Breaking the limits of classical physics
(Phys.org) -- With simple arguments, researchers show that nature is complicated. Researchers from the Niels Bohr Institute have made a simple experiment that demonstrates that nature violates common sense the world is different than most people believe. The experiment illustrates that light does not behave according to the principles of classical physics, but that light has quantum mechanical properties. The new method could be used to study whether other systems behave quantum mechanically. The results have been published in the scientific journal, Physical Review Letters.
In physics there are two categories: classical physics and quantum physics. In classical physics, objects, e.g. a car or a ball, have a position and a velocity. This is how we classically look at our everyday world. In the quantum world objects can also have a position and a velocity, but not at the same time. At the atomic level, quantum mechanics says that nature behaves quite differently than you might think. It is not just that we do not know the position and the velocity, rather, these two things simply do not exist simultaneously. But how do we know that they do not exist simultaneously? And where is the border of these two worlds? Researchers have found a new way to answer these questions.
Light on quantum mechanics
Our goal is to use quantum mechanics in a new way. It is therefore important for us to know that a system really behaves in a way that has no classical explanation.

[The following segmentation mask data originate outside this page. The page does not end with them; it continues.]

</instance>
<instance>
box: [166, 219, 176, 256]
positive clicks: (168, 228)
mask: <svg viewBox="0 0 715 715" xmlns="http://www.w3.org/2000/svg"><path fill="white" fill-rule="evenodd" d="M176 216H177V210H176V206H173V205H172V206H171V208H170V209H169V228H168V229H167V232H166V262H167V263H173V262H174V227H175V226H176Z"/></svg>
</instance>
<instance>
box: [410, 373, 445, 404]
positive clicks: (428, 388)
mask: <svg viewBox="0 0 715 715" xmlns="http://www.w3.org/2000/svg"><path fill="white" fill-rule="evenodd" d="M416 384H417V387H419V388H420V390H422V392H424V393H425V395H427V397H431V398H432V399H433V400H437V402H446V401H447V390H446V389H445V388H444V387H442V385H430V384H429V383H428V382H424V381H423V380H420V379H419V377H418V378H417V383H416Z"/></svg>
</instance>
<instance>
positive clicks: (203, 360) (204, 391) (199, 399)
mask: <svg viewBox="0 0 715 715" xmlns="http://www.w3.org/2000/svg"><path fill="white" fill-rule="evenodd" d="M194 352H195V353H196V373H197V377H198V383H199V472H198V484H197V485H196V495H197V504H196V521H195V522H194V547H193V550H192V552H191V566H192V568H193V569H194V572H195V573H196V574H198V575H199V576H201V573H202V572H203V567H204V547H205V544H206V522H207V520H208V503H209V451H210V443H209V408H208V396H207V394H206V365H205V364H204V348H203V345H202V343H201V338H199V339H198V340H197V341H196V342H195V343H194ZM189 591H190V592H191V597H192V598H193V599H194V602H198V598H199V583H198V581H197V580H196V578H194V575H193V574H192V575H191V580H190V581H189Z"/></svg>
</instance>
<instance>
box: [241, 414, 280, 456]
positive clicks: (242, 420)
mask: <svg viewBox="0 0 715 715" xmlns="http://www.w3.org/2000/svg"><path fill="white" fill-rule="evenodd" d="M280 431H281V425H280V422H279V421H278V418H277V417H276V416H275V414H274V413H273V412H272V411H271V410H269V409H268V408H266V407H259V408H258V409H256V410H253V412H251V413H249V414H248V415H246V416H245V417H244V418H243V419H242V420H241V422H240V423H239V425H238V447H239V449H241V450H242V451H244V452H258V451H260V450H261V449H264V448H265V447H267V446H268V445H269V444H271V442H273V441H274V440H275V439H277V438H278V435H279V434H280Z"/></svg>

To this end, we first examined light, explains Eran Kot, PhD-student in the research group, Quantum Optics at the Niels Bohr Institute at the University of Copenhagen.
Based on a series of experiments in the quantum optics laboratories, they examined the state of light. In classical physics, light possesses both an electric and a magnetic field.
What our study demonstrated was that light can have both an electric and a magnetic field, but not at the same time. We thus provide a simple proof that an experiment breaks the classical principles. That is to say, we showed light possesses quantum properties, and we can expand this to other systems as well says Eran Kot.
Classical and non-classical mechanics
The aim of the research is both to fundamentally understand the world, but there is also a practical challenge in being able to exploit quantum mechanics in larger contexts. For light it is no great surprise that it behaves quantum mechanically, but the methods that have been developed can also be used to study other systems.
We are endeavouring to develop future quantum computers and we therefore need to understand the borders for when something behaves quantum mechanically and when it is classical mechanics, says professor of quantum physics Anders S. Sørensen, explaining that quantum computing must necessarily be comprised of systems with non-classical properties.